Hunt is just one tool
Wolves were officially delisted as an endangered species in January 2012. Minnesota and Wisconsin quickly established hunts for that fall. Michigan Gov. Rick Snyder last December signed into law a bill designating wolves as a game species, leading the way for the Natural Resources Commission's May 9 approval of a hunt for later this year.
"We're looking at a targeted harvest in areas where we've had continuing problems — depredation of cattle, people encountering wolves," said Adam Bump, the Department of Natural Resources' bear and furbearer specialist.
"The department's recommendation is not based on providing recreational opportunities; it's to resolve conflicts."
But John Vucetich, an associate professor of wildlife ecology at Michigan Technological University, questioned whether a hunt will accomplish the department's goals.
"It's dubious to say we're going to take a county or a portion of a county and we're going to remove 10, 20, 30 wolves and resolve a livestock depredation issue," he said.
"These wolves are territorial and they are going to keep other wolves away.
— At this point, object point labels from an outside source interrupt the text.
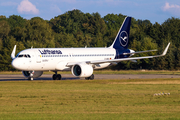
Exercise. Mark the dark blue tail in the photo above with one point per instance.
(122, 39)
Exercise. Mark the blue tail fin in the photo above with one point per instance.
(122, 39)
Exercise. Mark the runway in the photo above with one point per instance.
(97, 76)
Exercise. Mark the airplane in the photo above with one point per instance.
(80, 61)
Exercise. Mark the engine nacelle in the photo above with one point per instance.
(82, 70)
(36, 74)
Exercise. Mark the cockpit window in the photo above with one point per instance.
(24, 55)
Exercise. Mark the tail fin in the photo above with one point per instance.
(122, 39)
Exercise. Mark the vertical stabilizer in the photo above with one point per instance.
(13, 52)
(122, 39)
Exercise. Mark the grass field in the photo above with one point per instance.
(111, 72)
(83, 100)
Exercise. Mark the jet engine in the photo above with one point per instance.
(36, 74)
(82, 70)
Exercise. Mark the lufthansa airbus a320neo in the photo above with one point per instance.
(80, 61)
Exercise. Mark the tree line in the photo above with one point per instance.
(77, 29)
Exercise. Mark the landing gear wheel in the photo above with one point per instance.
(30, 78)
(56, 77)
(90, 78)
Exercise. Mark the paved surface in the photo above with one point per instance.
(97, 76)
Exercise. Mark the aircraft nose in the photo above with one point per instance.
(15, 63)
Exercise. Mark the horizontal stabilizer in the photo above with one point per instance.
(131, 59)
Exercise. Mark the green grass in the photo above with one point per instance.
(111, 72)
(83, 100)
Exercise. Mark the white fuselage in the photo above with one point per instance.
(56, 59)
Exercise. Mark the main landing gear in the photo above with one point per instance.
(56, 76)
(31, 75)
(90, 78)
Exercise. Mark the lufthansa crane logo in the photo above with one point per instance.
(123, 38)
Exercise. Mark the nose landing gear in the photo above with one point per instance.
(56, 76)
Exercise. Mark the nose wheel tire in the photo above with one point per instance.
(90, 78)
(56, 77)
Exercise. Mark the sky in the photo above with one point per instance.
(153, 10)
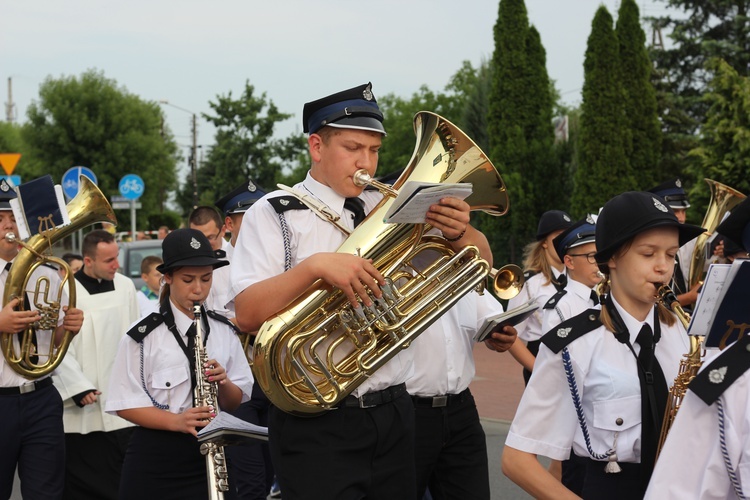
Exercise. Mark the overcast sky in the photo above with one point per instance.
(190, 51)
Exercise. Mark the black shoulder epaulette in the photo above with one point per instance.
(223, 319)
(723, 371)
(571, 329)
(552, 302)
(145, 326)
(283, 203)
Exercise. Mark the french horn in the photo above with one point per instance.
(311, 355)
(88, 207)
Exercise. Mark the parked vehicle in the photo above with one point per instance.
(131, 255)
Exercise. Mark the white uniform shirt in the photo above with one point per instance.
(259, 255)
(577, 300)
(8, 377)
(535, 288)
(166, 369)
(691, 464)
(443, 354)
(88, 363)
(607, 378)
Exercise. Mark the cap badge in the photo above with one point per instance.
(367, 93)
(659, 205)
(563, 332)
(716, 376)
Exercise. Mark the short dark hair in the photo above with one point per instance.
(205, 214)
(92, 240)
(148, 262)
(70, 257)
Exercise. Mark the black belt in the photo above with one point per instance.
(26, 388)
(376, 398)
(441, 401)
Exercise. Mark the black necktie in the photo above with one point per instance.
(357, 208)
(653, 401)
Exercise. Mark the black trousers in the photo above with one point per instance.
(451, 451)
(32, 437)
(94, 463)
(163, 465)
(250, 469)
(346, 453)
They are like the landlords. The thing you can hope for is to train the wolves not to harm livestock in the area. But if you are shooting these wolves, the pack gets disrupted, the wolves get dispersed and other wolves come in. There's a good chance you can make things worse."
Many biologists believe a wolf pack can be discouraged from preying on livestock through nonlethal methods such as fencing, guard animals such as barking dogs, loud noises or flashing lights. When those methods do not work, killing problem wolves may act to deter others from the behavior.
The Department of Natural Resources has killed 89 wolves since 2003 — 62 related to a livestock concern; 27 to a human safety concern. Bump said the agency will not stop using lethal and nonlethal means to deal with problematic wolves in a timely manner. "Hunting is another tool we can add to that whole suite of options that we have," Bump said.